Which is pretty fine most of the time, but what happens if you have a lot of data and rows on your table? Then for instance in my experience it took 20 seconds to count all the rows in a table!! especially if you have a more complex query for your counts.

There’s an option in postgres called estimate counts, which will give you well, an estimate for your counts! So unless you want a very precise number of counts from your table, you’re better off this way:

The sql query would be like this:

SELECT reltuples as approximate_row_count FROM pg_class WHERE relname = 'table_name';

Now what I needed was a function which receives a custom query and gives me back the approximate row counts. One smart person called Michael Fuhr has come up with this function to achieve this. So for more sophisticated queries you can use this function:

CREATE FUNCTION count_estimate(query text) RETURNS integer AS
$func$
DECLARE
    rec   record;
    rows  integer;
BEGIN
    FOR rec IN EXECUTE 'EXPLAIN ' || query LOOP
        rows := substring(rec."QUERY PLAN" FROM ' rows=([[:digit:]]+)');
        EXIT WHEN rows IS NOT NULL;
    END LOOP;

    RETURN rows;
END
$func$ LANGUAGE plpgsql;

You first have to create this function in your postgres database and use it like this:

SELECT count_estimate('Your custom query here');

Now what I’ve done in django to achieve all this is that at first I made sure I’m gonna create this stored procedure in my database by creating it in a migration.
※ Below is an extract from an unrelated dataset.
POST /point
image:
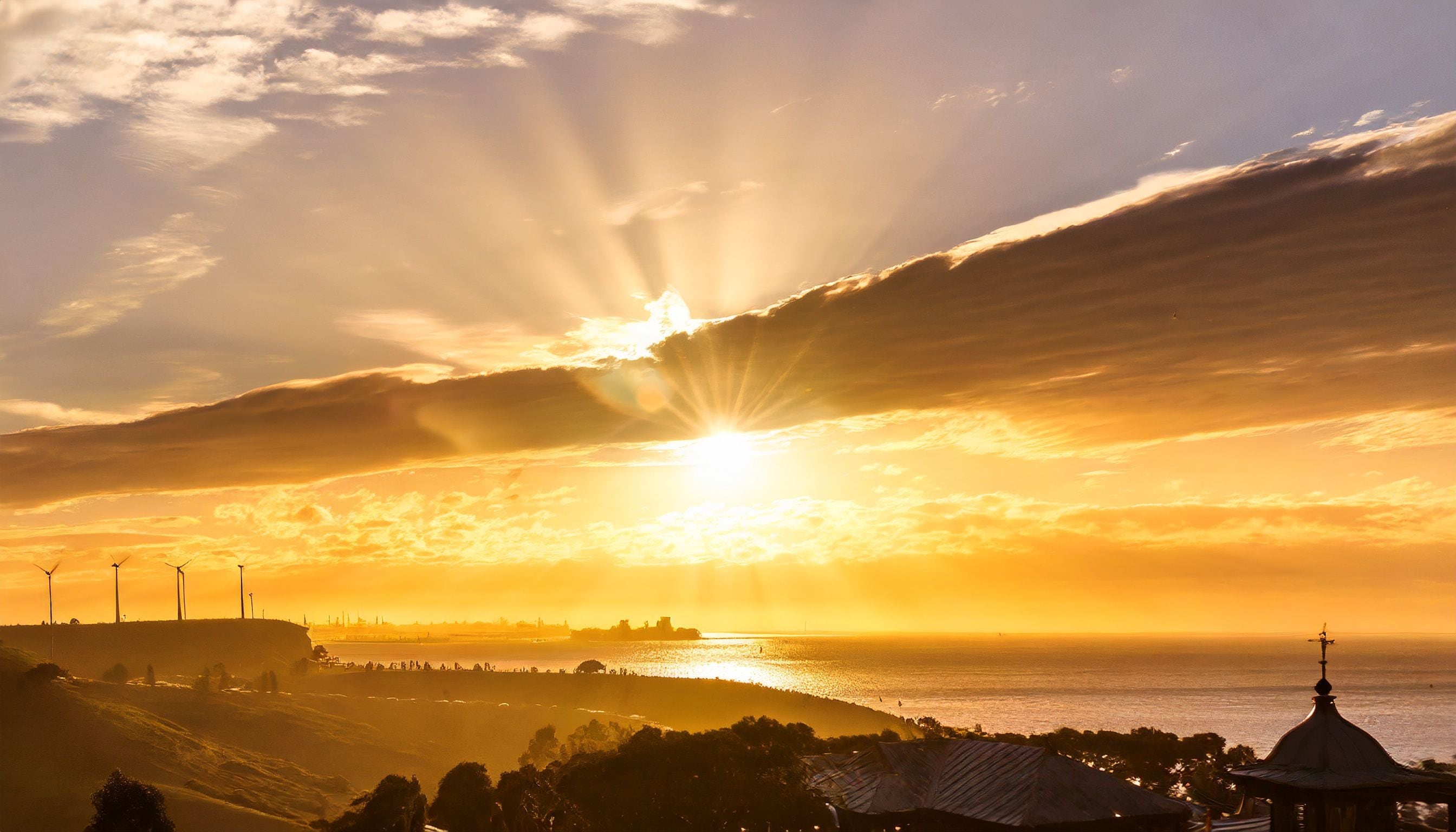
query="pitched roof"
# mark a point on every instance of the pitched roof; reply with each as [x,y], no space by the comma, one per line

./manage.py makemigrations --empty myapp -n count_estimate_procedure
# Generated by Django 2.2.11 on 2020-11-17 15:30

from django.db import migrations

STORED_PROCEDURE_SQL = """
CREATE FUNCTION count_estimate(query text) RETURNS integer AS
$func$
DECLARE
    rec   record;
    rows  integer;
BEGIN
    FOR rec IN EXECUTE 'EXPLAIN ' || query LOOP
        rows := substring(rec."QUERY PLAN" FROM ' rows=([[:digit:]]+)');
        EXIT WHEN rows IS NOT NULL;
    END LOOP;

    RETURN rows;
END
$func$ LANGUAGE plpgsql;
"""


class Migration(migrations.Migration):

    dependencies = [
        ("myapp", "0005_some_other_migration_file"),
    ]

    operations = [
        migrations.RunSQL(
            (STORED_PROCEDURE_SQL), ("DROP FUNCTION IF EXISTS count_estimate;")
        )
    ]

and then create a helper function to call this stored procedure from django:

def estimate_count_fast(sql):
    """ postgres really sucks at full table counts, this is a faster version"""
    cursor = connection.cursor()
    cursor.execute(sql)
    row = cursor.fetchone()
    return int(row[0])

Now you just have to write your count sql and give it to this function, in my case it was something like this:

MYMODEL_COUNT_SQL = """
SELECT count_estimate('SELECT * FROM myapp_mymodel WHERE some_condition');
"""

Now it might not be a pretty sql, but you get my point. Don’t you?!

And use this query in my helper function:

estimate_count_fast(MYMODEL_COUNT_SQL)

And that’s pretty much it. Wish you a very fast performant system!